Gustavo Avalos caresse amoureusement les machines-emballeuses flambant neuves livrées en décembre, mais encore enveloppées d'un film plastique.
Tintas Opalo, sa PME d'Avellaneda (sud de Buenos Aires) qui produit et conditionne de l'encre pour estampillages industriels, tourne au ralenti. Comme les passeurs d'ordre.
"Les ventes avaient chuté de 70% sur un an en décembre", rappelle-t-il à l'AFP. En mars, le recul d'activité n'est "que" de 40% par rapport à 2023.
"Les machines peuvent sortir jusqu'à 8.000 flacons jour", dit fièrement M. Avalos. Mais faute de flux, "pour n'avoir à congédier personne (parmi les six salariés), on en reste à la mise en flacon manuelle". Mais "sans consommation, on est en train de mourir à petit feu".
Ballotté entre inflation en décélération mais toujours vertigineuse (288% sur un an), et dévaluation de 54% en décembre, le pouvoir d'achat fond, et l'activité avec.
L'économie s'est contractée de 3,2% fin février comparée à un an plus tôt. Le FMI prédit à l'Argentine une récession de -2,8% en 2024.
- Machines-outils à la ferraille -
De grands groupes tirent la langue. Le groupe sidérurgique argentin Acindar (2.500 employés), contrôlé par le géant ArcelorMittal, a mis ses cinq sites à l'arrêt un mois, en réaction à une chute de 35-40% des ventes.
L'usine General Motors à Santa Fe (1.200 personnes), qui avait fait de même trois semaines, vient de remettre ça une semaine de plus.

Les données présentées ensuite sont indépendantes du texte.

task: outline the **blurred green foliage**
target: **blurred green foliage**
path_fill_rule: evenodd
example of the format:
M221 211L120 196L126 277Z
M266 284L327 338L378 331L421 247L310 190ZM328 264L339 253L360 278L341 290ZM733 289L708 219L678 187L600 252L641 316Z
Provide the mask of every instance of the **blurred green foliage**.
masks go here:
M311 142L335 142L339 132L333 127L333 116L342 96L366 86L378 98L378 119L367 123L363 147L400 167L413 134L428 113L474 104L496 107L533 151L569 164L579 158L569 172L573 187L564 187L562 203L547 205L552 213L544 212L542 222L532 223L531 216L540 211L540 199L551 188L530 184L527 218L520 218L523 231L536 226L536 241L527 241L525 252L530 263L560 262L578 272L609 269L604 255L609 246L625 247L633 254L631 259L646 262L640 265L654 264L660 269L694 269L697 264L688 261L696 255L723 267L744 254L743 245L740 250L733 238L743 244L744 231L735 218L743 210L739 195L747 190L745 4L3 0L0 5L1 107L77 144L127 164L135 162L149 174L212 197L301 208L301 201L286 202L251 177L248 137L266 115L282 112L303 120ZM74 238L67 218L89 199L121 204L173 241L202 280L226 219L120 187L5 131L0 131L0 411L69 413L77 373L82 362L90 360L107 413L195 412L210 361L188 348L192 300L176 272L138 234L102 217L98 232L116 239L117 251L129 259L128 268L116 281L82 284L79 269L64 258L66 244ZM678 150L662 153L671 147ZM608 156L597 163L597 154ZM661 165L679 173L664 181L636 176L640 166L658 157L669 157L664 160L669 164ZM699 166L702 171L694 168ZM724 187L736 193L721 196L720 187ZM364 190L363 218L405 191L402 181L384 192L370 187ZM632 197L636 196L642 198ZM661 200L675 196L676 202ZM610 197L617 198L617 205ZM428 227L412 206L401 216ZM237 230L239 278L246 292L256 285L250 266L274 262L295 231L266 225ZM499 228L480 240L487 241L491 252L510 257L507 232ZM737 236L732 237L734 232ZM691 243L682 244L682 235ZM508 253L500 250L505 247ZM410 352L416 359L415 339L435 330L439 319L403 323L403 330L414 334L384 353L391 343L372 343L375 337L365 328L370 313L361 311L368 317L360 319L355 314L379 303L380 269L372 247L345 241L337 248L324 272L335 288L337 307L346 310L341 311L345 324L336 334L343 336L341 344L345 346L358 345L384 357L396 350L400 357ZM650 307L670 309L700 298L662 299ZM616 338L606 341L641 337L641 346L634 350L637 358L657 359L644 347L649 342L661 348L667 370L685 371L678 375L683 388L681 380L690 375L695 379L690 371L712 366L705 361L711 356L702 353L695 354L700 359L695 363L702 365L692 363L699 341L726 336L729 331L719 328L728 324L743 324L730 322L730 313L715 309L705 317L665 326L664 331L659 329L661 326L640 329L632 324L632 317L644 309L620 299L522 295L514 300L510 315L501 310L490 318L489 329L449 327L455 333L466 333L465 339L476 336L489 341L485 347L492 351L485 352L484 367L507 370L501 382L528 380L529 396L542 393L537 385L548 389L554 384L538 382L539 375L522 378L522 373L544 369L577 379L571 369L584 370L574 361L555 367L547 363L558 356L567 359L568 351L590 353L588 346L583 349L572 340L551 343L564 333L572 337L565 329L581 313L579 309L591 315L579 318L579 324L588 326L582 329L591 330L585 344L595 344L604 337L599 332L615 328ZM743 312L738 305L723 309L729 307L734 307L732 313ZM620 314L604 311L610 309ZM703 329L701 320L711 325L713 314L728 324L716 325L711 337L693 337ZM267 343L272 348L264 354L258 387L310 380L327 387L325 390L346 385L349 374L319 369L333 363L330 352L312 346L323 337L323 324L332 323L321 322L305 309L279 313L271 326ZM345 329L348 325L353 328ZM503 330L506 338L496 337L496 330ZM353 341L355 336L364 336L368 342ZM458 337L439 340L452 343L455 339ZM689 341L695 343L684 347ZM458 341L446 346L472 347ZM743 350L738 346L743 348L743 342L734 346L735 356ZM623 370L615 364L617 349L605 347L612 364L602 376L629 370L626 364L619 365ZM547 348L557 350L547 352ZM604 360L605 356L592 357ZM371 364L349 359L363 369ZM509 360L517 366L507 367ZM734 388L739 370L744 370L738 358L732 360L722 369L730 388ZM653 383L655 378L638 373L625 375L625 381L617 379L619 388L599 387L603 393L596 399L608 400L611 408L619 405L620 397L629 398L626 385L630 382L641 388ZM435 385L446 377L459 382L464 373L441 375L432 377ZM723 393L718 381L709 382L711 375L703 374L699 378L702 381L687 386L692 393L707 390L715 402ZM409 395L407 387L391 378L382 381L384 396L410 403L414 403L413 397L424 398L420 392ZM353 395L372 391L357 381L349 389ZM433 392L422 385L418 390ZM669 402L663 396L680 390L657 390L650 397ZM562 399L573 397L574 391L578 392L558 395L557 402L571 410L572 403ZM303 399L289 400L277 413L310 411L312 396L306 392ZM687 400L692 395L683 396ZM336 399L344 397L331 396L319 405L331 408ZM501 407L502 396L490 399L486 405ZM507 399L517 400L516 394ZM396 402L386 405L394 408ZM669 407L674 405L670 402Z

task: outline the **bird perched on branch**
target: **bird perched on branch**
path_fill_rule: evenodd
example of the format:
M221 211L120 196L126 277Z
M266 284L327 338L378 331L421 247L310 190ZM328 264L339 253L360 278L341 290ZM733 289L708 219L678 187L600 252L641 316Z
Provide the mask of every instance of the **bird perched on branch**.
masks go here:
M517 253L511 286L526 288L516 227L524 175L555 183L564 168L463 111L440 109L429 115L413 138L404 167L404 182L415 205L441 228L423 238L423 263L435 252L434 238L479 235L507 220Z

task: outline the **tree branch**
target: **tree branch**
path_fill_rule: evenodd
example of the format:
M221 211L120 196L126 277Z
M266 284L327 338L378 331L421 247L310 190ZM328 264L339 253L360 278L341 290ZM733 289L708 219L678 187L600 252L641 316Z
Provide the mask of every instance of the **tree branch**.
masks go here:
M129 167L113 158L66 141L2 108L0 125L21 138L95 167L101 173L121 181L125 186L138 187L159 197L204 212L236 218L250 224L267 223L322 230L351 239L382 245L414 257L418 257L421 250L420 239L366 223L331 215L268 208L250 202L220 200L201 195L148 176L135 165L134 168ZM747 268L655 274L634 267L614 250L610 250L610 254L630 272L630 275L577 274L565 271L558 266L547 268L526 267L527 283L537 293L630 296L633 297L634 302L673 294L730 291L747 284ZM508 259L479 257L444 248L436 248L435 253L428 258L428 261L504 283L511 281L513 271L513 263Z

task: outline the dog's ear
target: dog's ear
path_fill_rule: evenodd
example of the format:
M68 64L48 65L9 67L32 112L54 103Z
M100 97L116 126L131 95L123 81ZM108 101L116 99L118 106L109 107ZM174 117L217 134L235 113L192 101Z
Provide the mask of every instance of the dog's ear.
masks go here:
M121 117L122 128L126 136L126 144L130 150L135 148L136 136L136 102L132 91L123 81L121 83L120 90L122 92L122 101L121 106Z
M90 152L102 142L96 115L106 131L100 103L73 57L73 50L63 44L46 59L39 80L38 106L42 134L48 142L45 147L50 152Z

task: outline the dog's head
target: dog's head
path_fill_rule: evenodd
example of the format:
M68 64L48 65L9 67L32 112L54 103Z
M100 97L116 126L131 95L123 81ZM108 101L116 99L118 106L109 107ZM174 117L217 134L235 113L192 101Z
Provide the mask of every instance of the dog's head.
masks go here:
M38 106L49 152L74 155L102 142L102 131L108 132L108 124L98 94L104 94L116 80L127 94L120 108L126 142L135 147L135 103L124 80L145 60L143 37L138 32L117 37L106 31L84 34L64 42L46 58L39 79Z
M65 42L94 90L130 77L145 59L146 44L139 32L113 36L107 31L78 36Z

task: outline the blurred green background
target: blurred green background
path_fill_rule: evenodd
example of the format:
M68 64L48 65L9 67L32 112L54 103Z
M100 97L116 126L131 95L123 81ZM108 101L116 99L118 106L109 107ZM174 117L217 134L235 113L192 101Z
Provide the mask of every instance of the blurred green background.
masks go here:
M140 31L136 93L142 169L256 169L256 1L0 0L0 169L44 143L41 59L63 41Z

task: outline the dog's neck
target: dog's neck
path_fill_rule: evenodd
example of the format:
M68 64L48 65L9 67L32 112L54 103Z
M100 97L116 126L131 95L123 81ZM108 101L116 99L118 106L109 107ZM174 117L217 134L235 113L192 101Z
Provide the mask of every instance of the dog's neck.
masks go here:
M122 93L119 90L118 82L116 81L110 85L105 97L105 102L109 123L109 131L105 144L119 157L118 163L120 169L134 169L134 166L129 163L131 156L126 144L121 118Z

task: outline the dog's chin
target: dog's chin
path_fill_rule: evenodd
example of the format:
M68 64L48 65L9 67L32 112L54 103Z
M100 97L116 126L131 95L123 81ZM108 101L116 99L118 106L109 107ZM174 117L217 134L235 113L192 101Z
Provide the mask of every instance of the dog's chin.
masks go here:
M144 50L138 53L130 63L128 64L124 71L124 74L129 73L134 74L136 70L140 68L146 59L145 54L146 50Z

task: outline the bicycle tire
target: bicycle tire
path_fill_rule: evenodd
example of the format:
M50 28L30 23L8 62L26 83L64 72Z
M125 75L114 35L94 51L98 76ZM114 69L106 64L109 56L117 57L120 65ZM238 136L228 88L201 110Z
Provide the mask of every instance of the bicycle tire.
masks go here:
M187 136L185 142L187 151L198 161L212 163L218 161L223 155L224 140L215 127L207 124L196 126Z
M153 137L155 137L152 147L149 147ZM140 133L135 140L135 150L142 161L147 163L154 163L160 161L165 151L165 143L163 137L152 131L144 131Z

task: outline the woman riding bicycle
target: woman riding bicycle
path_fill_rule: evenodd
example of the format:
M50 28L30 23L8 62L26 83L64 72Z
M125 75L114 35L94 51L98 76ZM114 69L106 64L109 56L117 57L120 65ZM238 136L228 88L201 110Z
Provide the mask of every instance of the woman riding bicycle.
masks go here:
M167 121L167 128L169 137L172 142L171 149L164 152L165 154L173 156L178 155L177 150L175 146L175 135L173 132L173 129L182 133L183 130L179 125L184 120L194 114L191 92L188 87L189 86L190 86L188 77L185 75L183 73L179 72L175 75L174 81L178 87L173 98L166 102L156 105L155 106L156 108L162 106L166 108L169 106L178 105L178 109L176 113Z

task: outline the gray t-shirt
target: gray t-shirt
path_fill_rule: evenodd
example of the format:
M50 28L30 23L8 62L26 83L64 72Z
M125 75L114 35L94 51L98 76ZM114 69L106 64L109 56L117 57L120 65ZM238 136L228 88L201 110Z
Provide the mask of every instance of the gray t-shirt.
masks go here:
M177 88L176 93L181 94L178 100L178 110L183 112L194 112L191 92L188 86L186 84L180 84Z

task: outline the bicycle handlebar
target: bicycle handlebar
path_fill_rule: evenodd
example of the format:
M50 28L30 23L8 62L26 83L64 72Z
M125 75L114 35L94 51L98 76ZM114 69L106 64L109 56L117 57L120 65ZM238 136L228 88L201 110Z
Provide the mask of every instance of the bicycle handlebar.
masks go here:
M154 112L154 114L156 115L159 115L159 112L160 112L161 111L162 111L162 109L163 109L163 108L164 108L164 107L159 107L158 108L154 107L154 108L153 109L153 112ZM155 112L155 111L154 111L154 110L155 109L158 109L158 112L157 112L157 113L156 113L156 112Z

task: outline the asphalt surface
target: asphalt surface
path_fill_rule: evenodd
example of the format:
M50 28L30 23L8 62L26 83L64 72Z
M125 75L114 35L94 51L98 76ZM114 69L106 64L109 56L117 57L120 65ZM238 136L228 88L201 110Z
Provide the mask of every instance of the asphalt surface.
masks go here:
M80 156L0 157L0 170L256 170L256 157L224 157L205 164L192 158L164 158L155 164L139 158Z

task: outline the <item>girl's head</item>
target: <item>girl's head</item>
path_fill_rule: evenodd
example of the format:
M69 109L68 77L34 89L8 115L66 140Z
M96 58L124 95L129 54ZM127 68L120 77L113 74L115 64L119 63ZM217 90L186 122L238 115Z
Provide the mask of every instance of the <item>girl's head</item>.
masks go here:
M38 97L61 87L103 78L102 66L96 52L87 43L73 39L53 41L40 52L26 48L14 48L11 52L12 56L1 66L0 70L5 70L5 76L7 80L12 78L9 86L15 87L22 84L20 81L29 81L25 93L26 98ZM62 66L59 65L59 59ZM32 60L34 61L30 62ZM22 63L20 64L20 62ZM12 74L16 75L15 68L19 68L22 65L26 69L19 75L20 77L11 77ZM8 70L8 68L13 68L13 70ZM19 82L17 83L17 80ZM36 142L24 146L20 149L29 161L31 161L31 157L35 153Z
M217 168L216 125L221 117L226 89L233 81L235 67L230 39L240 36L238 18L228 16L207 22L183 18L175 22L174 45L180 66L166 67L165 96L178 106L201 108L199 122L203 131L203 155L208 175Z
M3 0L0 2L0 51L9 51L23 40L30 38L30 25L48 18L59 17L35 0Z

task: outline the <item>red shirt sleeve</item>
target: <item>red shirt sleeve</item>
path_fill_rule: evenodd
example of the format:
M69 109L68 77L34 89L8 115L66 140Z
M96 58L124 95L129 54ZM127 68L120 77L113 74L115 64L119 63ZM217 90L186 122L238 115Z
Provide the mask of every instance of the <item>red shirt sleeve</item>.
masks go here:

La production industrielle a chuté de 19,1% au premier trimestre par rapport à la même période 2023, selon la Confédération des moyennes entreprises (CAME).
L'Argentine compte plus d'un demi-million de PME, dont l'immense majorité dépendent d'un marché interne en berne.
Marqueur parmi d'autres, les ventes, ou plutôt liquidations, de machines-outils oisives. Adrian Mercado, de la firme d'enchères éponyme, assure à l'AFP que les ventes s'accélèrent à un rythme frénétique.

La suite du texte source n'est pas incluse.